The Raman signal was observed with Axio Oberver3 equipped with iDus420 CCD (Andor iDus420) and spectrograph monochromator Monora322i (Dongwoo Optron). Laser irradiation was performed at 2 mW and 785 nm through a 50× objective lens (NA 0.7). The acquisition time was 1 s per single take. To maintain focus and automated signal scanning, customized software was built using Python and the pyQT5 library. Signals were preprocessed for denoising, baseline correction, and elimination of spiked data. Anomalous data were excluded if the intensity of the common band near 860 cm−1 did not exceed a threshold specified manually through signal comparison.

Neural network algorithm

All data were handled through custom Python code. The neural network model, including CNN, SVM, MLP, and dummy classifier, were implemented using Python library, including scikit-learn, TensorFlow 2.5, and Keras API. The model architecture was composed of serial convolutional layers to conduct binary classification through a sigmoid activation function. 20% of the training data was used as a validation dataset to monitor overfitting during the learning process. All hyperparameters, including learning rate, decay rate, and training epoch, were optimized through manual and random searches.

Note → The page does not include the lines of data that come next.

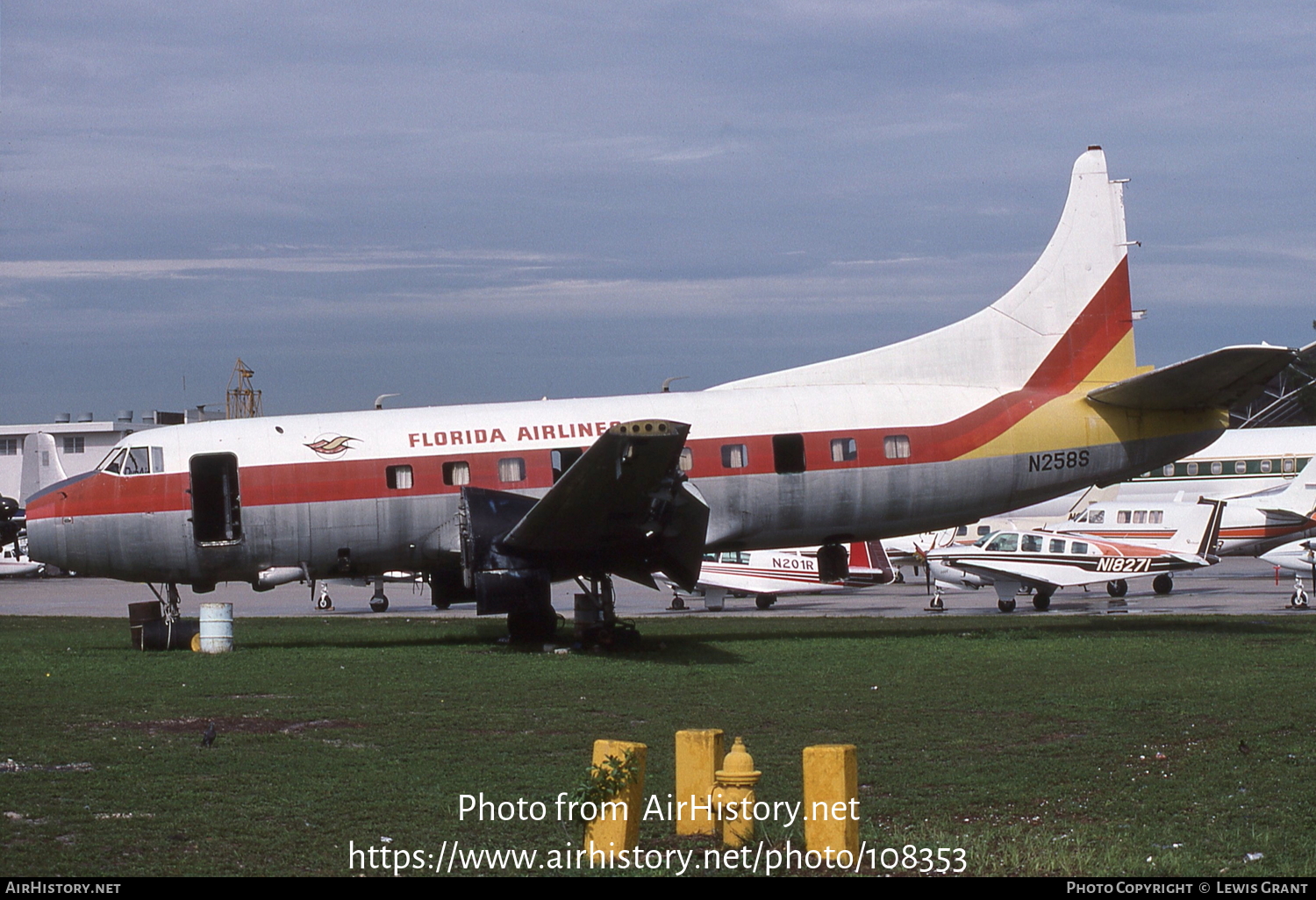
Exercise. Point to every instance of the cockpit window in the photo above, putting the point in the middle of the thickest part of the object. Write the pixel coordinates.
(134, 461)
(139, 462)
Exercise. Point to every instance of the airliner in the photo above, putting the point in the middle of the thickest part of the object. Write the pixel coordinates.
(1045, 561)
(1033, 396)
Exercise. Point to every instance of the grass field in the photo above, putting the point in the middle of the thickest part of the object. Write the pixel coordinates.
(1094, 746)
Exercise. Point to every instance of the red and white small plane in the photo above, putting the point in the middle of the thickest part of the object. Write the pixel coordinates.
(770, 574)
(1033, 396)
(1047, 561)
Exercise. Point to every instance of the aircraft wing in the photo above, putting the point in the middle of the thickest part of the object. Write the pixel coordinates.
(1218, 379)
(623, 508)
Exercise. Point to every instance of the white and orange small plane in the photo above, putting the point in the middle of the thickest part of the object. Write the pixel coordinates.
(1047, 561)
(770, 574)
(1252, 524)
(1033, 396)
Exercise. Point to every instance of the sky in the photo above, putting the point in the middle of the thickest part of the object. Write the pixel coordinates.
(471, 202)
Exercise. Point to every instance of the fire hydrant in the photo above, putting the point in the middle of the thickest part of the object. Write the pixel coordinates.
(733, 795)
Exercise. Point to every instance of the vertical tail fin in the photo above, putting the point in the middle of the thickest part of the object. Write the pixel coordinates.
(1199, 529)
(41, 466)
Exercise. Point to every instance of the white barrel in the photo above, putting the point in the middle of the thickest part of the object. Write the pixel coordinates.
(216, 626)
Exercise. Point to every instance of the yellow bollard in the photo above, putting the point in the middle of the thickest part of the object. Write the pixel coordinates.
(831, 799)
(618, 825)
(733, 795)
(697, 754)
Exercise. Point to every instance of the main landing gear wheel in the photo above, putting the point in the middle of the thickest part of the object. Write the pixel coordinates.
(1298, 600)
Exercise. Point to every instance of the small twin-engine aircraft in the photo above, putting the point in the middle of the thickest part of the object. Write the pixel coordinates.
(1045, 561)
(1037, 395)
(770, 574)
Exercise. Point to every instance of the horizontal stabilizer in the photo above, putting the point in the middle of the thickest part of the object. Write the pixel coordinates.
(1215, 381)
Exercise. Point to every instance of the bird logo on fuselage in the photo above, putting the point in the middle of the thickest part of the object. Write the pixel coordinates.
(331, 445)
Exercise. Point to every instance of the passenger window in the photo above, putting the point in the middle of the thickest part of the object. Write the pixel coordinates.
(844, 450)
(512, 468)
(563, 460)
(734, 455)
(789, 453)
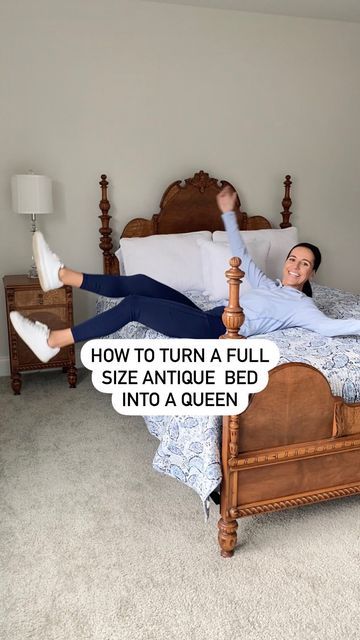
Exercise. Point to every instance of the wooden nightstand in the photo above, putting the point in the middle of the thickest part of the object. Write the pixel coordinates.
(53, 308)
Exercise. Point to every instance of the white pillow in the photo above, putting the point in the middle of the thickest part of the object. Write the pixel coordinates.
(174, 258)
(280, 240)
(215, 261)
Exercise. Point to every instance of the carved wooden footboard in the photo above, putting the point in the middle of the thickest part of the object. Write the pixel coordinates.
(295, 444)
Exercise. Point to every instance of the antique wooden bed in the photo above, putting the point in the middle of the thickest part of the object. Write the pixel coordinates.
(296, 443)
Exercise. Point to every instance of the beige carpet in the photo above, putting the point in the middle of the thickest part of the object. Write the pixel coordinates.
(96, 545)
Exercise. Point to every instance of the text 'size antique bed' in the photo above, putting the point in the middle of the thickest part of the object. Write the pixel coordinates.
(298, 442)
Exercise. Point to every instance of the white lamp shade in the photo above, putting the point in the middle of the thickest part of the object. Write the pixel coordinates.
(31, 193)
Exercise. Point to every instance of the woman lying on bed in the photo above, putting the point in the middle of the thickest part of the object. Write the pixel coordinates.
(268, 306)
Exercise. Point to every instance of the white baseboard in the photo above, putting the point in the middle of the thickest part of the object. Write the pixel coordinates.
(5, 362)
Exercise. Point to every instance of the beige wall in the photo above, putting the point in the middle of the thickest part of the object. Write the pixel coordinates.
(149, 93)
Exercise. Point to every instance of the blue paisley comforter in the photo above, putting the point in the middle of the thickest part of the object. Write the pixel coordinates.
(190, 447)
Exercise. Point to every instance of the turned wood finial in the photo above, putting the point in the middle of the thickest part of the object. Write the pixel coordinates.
(233, 315)
(105, 229)
(286, 203)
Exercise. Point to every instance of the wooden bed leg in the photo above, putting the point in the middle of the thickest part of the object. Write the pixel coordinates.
(227, 537)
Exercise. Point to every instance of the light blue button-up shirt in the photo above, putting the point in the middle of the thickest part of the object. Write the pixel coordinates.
(269, 305)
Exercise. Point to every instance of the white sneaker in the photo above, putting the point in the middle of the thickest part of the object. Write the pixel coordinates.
(35, 335)
(47, 263)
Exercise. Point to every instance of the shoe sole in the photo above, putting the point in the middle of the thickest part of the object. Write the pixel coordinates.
(38, 244)
(18, 326)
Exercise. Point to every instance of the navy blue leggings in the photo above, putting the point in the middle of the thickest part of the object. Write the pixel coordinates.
(151, 303)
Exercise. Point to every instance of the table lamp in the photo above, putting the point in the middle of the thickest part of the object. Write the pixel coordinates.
(31, 194)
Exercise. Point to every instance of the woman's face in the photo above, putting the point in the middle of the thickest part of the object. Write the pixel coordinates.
(298, 268)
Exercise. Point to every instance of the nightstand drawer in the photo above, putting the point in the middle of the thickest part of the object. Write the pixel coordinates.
(54, 309)
(34, 298)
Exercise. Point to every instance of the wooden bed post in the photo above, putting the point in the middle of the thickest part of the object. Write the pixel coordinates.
(233, 318)
(286, 203)
(105, 229)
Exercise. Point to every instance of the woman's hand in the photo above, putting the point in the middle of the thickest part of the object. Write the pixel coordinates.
(226, 199)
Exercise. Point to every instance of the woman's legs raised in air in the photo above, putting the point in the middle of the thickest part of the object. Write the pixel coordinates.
(146, 301)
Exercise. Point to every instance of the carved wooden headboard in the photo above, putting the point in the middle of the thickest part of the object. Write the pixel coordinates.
(186, 205)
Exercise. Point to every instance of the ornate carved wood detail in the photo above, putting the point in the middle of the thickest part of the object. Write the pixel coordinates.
(233, 315)
(234, 426)
(16, 383)
(286, 203)
(186, 205)
(320, 448)
(105, 230)
(227, 536)
(287, 503)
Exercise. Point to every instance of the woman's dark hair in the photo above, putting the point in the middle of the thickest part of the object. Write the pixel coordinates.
(317, 261)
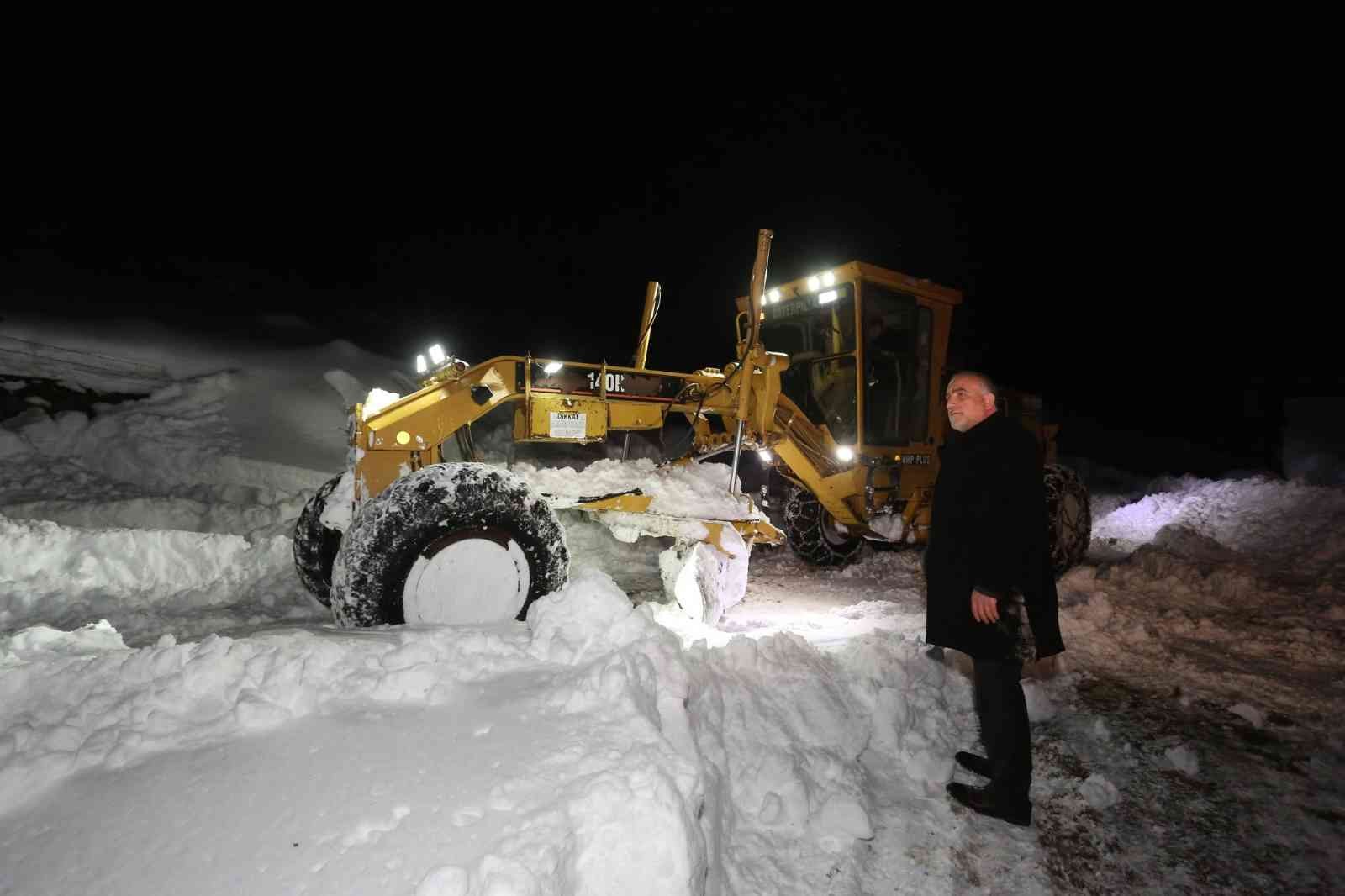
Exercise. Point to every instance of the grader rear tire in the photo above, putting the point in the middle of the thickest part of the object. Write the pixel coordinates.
(1068, 519)
(454, 544)
(814, 535)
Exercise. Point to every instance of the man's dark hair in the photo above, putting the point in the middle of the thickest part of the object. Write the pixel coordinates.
(986, 382)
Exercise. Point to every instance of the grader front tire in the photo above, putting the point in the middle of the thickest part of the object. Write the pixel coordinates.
(814, 535)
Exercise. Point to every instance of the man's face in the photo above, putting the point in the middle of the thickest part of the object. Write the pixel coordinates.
(968, 403)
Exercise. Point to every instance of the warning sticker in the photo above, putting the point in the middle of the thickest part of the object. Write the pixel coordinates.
(568, 424)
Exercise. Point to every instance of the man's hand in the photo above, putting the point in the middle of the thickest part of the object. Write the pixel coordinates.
(984, 607)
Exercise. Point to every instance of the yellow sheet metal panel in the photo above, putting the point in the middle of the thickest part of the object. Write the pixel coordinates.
(560, 419)
(625, 503)
(636, 414)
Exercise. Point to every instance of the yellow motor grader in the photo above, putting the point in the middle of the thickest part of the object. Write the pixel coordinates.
(837, 390)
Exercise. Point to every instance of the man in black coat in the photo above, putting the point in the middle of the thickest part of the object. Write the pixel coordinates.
(986, 562)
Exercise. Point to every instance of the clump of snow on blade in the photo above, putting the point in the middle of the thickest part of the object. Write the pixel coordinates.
(678, 490)
(377, 400)
(587, 618)
(340, 503)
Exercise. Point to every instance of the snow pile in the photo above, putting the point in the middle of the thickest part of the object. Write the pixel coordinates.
(784, 727)
(568, 752)
(678, 490)
(1257, 515)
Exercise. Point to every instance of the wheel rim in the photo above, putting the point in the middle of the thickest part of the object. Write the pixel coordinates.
(472, 576)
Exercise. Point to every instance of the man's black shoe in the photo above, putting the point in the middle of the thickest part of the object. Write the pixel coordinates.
(985, 801)
(974, 763)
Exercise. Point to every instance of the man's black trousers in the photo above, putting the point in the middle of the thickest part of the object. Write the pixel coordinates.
(1004, 725)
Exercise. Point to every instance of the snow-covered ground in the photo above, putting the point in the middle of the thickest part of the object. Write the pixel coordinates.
(178, 714)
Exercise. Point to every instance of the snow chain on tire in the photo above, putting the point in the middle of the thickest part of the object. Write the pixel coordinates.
(1068, 519)
(813, 533)
(316, 546)
(427, 509)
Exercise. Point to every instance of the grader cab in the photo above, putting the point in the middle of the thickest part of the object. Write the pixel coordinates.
(836, 387)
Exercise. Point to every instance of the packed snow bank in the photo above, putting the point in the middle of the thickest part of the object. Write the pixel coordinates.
(150, 582)
(558, 761)
(179, 436)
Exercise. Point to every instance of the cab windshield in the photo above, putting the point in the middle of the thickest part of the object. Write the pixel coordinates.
(818, 334)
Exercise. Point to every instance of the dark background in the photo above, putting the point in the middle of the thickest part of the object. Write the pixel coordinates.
(1087, 212)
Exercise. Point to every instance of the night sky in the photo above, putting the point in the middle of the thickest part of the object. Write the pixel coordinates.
(509, 214)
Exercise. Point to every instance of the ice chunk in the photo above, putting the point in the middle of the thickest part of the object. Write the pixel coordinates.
(1248, 712)
(1100, 793)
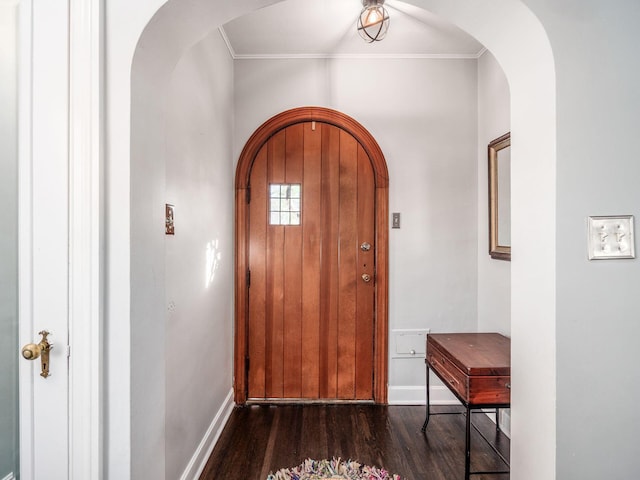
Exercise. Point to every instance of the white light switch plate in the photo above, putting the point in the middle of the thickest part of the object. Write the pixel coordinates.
(611, 237)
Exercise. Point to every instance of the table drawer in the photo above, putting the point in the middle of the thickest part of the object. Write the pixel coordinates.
(455, 379)
(472, 389)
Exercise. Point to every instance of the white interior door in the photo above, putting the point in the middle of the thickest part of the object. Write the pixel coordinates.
(51, 238)
(43, 235)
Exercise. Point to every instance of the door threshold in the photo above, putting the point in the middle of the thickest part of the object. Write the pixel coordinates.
(306, 401)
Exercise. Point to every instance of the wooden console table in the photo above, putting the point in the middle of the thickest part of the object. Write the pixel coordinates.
(476, 367)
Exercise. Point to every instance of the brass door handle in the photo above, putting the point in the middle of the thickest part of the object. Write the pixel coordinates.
(31, 351)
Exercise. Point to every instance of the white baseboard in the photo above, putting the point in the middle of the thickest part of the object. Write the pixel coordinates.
(203, 452)
(416, 395)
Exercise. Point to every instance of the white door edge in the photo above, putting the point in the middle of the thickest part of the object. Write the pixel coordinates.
(25, 220)
(85, 215)
(85, 239)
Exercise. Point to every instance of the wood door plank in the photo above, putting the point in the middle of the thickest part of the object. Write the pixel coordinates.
(311, 206)
(329, 267)
(365, 291)
(348, 268)
(257, 263)
(292, 342)
(274, 311)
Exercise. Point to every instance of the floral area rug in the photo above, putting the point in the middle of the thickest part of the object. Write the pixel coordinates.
(334, 469)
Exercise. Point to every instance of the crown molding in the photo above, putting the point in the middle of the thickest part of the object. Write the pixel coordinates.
(227, 42)
(338, 56)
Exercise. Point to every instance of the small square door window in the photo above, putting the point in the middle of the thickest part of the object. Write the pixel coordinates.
(284, 203)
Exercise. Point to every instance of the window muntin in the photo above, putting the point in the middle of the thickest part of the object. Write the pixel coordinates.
(285, 203)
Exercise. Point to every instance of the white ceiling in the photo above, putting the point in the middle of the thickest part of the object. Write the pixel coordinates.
(327, 28)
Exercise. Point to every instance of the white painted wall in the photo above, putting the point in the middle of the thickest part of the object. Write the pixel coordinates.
(199, 257)
(8, 240)
(184, 300)
(598, 67)
(494, 276)
(425, 121)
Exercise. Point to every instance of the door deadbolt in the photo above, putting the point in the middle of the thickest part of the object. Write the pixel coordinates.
(31, 351)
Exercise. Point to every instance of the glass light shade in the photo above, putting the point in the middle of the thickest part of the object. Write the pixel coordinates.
(373, 21)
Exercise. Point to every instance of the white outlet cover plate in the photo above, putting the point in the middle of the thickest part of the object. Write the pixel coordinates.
(611, 237)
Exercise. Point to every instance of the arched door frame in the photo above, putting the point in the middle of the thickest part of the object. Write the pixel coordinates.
(381, 178)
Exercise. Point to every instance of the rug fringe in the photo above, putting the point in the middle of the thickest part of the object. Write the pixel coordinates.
(334, 469)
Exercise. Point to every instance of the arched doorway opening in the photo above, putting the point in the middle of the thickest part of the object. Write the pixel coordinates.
(516, 38)
(379, 217)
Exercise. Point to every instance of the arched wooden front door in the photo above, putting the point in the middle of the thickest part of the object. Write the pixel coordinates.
(311, 261)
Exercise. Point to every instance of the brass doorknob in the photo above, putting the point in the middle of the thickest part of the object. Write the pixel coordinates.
(31, 351)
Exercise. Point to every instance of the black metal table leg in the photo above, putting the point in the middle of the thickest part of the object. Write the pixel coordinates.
(426, 420)
(467, 458)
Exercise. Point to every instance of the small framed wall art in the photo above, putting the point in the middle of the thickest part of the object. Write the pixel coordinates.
(611, 237)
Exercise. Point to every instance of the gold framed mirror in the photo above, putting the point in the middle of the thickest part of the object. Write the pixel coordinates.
(500, 197)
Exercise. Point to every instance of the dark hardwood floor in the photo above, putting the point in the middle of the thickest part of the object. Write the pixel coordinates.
(260, 439)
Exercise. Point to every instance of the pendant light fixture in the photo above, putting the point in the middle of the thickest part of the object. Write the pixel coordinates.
(373, 21)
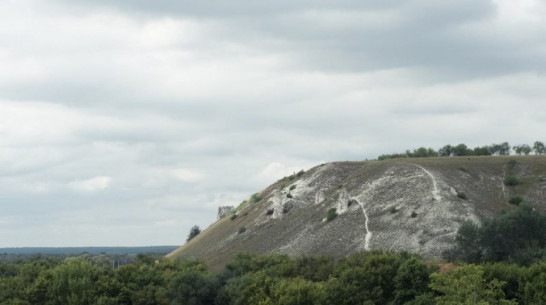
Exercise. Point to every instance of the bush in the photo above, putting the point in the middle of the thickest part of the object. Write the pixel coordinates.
(332, 214)
(512, 163)
(511, 180)
(515, 200)
(462, 195)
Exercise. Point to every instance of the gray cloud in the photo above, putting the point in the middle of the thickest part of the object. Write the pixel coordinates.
(129, 122)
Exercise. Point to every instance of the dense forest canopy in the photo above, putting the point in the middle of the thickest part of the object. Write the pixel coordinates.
(506, 254)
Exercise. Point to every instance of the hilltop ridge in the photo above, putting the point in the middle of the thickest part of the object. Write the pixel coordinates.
(412, 204)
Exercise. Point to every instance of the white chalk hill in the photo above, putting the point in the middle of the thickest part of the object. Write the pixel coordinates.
(401, 204)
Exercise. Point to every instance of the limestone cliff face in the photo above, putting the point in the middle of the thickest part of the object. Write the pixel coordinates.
(404, 204)
(223, 211)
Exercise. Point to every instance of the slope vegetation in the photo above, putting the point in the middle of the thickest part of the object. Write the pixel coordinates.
(400, 204)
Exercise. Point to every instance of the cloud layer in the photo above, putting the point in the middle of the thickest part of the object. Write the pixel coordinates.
(127, 123)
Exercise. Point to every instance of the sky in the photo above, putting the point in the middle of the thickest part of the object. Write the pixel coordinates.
(125, 123)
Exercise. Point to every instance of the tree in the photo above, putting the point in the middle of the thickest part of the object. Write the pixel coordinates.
(482, 151)
(445, 151)
(504, 149)
(466, 285)
(194, 231)
(539, 148)
(411, 280)
(193, 288)
(522, 149)
(461, 150)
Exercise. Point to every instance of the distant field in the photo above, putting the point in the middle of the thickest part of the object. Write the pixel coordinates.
(70, 251)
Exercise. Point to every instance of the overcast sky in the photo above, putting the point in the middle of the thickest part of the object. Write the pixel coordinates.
(126, 122)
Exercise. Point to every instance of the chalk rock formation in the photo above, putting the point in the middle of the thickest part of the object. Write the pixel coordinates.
(223, 211)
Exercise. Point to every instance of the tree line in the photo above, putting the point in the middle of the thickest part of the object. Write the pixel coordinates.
(501, 262)
(462, 150)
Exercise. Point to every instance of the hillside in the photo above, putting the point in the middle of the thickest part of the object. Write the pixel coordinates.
(412, 204)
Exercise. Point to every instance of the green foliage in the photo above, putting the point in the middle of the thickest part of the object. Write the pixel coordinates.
(512, 163)
(193, 288)
(363, 278)
(467, 244)
(515, 200)
(462, 195)
(518, 236)
(463, 150)
(539, 148)
(511, 180)
(466, 285)
(332, 214)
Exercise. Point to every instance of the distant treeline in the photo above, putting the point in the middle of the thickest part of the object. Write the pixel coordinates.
(121, 254)
(462, 150)
(507, 254)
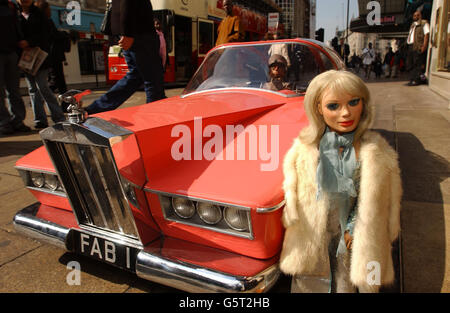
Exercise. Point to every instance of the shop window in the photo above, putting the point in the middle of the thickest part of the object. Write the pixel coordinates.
(90, 53)
(444, 44)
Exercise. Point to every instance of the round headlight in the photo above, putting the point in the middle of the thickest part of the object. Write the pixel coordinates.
(37, 179)
(184, 208)
(129, 191)
(51, 181)
(236, 219)
(209, 213)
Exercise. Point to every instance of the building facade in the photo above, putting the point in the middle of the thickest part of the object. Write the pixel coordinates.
(86, 62)
(297, 16)
(438, 65)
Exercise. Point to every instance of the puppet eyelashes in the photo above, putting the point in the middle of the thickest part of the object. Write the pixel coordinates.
(334, 106)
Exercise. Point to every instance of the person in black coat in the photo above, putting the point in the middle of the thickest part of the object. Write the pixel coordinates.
(57, 81)
(37, 32)
(133, 22)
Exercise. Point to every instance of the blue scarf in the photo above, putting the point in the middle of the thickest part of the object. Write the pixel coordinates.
(335, 172)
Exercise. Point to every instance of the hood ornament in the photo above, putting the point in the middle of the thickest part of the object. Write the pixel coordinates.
(76, 113)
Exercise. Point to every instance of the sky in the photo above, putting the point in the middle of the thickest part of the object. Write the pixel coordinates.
(332, 13)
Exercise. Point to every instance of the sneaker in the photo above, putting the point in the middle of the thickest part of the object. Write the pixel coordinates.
(22, 128)
(6, 129)
(413, 83)
(40, 125)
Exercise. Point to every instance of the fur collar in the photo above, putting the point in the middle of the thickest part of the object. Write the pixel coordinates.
(378, 217)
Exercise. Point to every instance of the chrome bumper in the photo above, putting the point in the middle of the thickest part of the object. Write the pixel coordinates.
(152, 265)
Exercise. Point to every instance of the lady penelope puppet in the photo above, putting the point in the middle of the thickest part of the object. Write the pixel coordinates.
(343, 190)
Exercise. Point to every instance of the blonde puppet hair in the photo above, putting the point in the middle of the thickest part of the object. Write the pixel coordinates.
(339, 82)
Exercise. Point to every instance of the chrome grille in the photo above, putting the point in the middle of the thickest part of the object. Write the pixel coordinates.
(93, 185)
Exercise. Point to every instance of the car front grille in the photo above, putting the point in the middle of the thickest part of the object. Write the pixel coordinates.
(93, 184)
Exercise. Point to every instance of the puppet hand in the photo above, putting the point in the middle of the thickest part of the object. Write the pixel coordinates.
(126, 42)
(348, 240)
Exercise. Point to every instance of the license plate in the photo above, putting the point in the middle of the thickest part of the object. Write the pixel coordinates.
(105, 250)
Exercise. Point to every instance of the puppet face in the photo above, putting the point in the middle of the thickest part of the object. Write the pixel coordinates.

Statistics and reproducibility

Multivariate and statistical analyses (e.g., ROC curve, AUC calculation, PRC) were performed using a scikit-learn library in Python. The statistical analysis, including the t-test, was performed using Python scipy and pingouin library. All visualizations of data were made using Python and MATLAB R2021a (MathWorks) codes. The western blotting data and TEM images in Fig. 2 were collected from at least two independent experiments.

Reporting summary

Further information on research design is available in the Nature Portfolio Reporting Summary linked to this article.